When I knew nothing about both theoretical and computational linguistics, I never thought about natural languages as about some set of rules. In fact, I did, but in my mind they were invented by a group of very smart people in heavy glasses. It was a shock to me to realize that the linguistic rules are no less strict than the physical ones. I thought: "Wow! Maybe the language can be modelled as an alhorythm?". And than I have been told about NLP and, in particular, about machine translation.
Machine translation is one of a few areas in NLP that deals not only with the particular language structure, but also with language typology. That means an increased (in comparison with other NLP problems) part of linguistic theory in it, which also attracts me.

Why am I interested in Apertium?

The main thing that attracts me in Apertium is its interest in minority language. This area is both very interesting for me and very important for the society. Minority languages are often the endangered ones, and the fact that some language is not only being described by linguists, but also used in machine translation, can encourage its speakers and help to give it a new life.
I am also personally interested in machine translation for minority languages.
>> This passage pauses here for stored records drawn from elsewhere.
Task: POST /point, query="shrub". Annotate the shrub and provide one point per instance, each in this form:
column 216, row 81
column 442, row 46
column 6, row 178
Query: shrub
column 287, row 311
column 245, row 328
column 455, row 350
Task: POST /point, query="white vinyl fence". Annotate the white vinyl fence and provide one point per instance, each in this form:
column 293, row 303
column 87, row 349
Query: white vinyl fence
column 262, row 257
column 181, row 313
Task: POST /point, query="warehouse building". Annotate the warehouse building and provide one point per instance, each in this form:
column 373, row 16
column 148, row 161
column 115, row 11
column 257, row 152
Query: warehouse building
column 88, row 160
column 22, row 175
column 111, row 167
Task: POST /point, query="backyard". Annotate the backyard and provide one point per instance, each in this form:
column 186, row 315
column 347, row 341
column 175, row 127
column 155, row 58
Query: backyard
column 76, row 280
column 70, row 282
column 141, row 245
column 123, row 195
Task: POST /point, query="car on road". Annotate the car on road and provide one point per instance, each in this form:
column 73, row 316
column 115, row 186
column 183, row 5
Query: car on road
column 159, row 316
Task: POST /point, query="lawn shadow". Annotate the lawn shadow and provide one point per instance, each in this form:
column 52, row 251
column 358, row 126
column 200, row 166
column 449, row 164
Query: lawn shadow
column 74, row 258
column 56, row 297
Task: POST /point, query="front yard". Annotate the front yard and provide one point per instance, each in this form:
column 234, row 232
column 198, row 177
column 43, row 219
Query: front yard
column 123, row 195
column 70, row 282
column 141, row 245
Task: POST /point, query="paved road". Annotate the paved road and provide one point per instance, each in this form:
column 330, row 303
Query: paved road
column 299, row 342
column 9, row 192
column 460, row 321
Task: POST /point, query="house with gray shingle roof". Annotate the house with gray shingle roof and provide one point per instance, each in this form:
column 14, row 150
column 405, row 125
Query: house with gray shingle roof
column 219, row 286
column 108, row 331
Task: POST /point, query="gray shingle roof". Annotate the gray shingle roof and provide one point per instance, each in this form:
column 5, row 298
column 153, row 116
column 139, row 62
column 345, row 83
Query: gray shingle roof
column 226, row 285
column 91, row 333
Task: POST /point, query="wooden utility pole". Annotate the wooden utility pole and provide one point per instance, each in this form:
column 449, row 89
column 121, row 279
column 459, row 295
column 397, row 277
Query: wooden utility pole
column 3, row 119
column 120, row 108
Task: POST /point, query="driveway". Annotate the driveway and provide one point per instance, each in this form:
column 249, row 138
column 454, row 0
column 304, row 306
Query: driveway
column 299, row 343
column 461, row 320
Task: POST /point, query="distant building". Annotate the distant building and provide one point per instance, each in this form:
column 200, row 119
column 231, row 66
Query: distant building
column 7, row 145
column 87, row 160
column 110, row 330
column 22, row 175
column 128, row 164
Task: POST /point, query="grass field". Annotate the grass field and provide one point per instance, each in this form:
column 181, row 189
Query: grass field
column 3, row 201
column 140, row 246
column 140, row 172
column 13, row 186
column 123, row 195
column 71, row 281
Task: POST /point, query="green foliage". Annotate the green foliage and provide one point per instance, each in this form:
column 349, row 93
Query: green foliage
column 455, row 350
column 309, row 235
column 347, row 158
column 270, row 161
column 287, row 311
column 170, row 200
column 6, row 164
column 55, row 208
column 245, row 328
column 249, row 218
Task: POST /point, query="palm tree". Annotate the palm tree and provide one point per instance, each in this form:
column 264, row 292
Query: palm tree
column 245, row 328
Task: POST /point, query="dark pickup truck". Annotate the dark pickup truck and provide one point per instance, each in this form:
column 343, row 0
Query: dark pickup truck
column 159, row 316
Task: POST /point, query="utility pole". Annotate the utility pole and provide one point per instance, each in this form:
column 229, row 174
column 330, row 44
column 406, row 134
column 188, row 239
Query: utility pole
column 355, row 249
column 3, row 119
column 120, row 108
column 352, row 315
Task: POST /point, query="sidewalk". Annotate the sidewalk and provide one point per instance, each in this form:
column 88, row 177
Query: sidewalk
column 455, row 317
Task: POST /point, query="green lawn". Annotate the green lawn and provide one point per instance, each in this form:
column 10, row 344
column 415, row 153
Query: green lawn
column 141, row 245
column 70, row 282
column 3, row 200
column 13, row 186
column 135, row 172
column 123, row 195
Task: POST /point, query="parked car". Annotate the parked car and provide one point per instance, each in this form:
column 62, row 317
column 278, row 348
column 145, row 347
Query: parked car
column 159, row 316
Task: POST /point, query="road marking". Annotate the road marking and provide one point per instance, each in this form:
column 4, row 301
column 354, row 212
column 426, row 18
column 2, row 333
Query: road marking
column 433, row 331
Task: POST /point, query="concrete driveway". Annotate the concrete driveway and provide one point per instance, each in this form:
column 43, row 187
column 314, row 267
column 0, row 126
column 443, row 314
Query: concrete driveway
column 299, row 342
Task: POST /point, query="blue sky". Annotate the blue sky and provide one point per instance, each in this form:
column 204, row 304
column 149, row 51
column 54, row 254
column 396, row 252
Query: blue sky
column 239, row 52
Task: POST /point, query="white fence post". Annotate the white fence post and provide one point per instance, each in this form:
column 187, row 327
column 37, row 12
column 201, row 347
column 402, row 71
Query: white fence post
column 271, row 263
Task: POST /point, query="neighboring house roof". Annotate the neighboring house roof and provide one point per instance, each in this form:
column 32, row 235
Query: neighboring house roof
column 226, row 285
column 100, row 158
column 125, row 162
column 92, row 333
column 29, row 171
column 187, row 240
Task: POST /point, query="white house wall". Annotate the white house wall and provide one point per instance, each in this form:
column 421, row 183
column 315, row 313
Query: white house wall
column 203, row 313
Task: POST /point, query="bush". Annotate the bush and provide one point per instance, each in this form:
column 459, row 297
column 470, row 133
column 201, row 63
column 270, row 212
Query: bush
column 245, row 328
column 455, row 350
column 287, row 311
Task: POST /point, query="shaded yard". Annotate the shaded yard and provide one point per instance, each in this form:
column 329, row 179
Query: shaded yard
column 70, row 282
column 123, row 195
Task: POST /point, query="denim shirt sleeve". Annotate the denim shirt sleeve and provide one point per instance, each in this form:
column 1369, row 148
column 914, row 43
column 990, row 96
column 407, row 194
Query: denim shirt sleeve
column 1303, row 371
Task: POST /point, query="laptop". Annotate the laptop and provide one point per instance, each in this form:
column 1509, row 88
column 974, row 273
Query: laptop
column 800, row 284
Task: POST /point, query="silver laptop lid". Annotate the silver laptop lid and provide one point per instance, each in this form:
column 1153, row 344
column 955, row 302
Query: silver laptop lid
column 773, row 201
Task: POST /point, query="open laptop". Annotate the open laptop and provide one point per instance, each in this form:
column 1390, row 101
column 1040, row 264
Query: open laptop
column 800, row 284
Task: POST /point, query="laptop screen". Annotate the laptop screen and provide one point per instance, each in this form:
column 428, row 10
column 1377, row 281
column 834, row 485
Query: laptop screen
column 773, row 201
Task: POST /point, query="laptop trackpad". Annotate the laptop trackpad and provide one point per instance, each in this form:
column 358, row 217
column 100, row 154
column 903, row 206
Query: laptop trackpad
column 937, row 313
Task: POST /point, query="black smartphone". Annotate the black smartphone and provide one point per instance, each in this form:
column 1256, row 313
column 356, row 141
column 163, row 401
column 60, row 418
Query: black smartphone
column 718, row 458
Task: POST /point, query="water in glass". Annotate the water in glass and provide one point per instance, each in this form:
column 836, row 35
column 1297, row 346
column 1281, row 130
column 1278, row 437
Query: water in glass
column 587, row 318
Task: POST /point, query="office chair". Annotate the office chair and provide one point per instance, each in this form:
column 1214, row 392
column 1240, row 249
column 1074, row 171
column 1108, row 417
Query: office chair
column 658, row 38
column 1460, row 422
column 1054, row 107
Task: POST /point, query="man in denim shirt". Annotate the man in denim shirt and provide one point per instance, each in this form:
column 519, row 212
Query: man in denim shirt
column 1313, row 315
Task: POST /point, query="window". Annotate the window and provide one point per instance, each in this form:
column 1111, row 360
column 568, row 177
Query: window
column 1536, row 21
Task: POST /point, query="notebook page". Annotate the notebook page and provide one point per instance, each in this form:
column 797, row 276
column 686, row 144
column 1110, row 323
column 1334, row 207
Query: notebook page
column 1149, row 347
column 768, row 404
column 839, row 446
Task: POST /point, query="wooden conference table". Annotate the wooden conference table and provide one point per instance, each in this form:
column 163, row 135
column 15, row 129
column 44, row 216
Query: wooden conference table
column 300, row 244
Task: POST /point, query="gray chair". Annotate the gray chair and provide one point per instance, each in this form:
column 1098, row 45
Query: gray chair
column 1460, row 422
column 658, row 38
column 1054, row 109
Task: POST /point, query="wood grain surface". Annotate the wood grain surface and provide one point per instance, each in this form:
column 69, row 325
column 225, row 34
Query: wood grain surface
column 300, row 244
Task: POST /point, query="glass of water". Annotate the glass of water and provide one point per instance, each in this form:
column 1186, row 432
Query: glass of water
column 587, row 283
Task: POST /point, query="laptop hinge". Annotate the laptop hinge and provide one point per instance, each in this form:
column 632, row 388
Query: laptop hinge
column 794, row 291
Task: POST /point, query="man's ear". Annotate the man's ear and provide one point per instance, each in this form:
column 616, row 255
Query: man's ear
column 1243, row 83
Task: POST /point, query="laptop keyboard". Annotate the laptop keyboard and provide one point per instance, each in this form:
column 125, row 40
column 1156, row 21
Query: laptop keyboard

Firstly, it is machine translation. Secondly, minority languages (for example, Hill Mari) are a very important part of our university and, in particular, my own research activity.
Apertium also has an extremely friendly community, and this fact attracts me even more.

The task

I would like to work with Hill Mari, for example with Hill Mari - Russian language pair. But some other tasks (for example, related with Chukchi) are also possible.

Why should Google and Apertium sponsor it and which social benefits can it bring?
The purpose of this work is to create a mrj-rus transducer. It will be a complete product, which one will be able to use in any purposes.
Moreover, Hill Mari is one of the official languages of Mari El Republic. That means that, besides some social benefits described above, such a translator can be useful for local schools, libraries etc.

Work plan:

  • As soon as possible finish the coding challenge
  • Community bonding period:
  • Skills, knowledge and experience

    At this moment I am the 3rd year bachelor student of the Linguistic Department of the NRU HSE, Moscow.
    Knowledge:
    Programming:

  • python 3
    Linguistics:
  • both functional and formal approaches to the syntax
  • morphology
  • phonetics
  • lexical semantics
  • language typology
    Languages:
  • Russian (native)
  • English (advanced)
  • Italian (intermediate)
  • French (intermediate)
    Skills:
    Programming:
  • python 3, pymorphy2 (a morphological analyser for Russian)
  • HTML, CSS Linguistics:
  • grammar description during the field work, glossing, older grammar descriptions and theories analysis
    Experience:
    Coding:
  • distant verb arguments extraction in case of coordinate clauses
    Linguistics:
  • purpose clauses in Hill Mari (field research)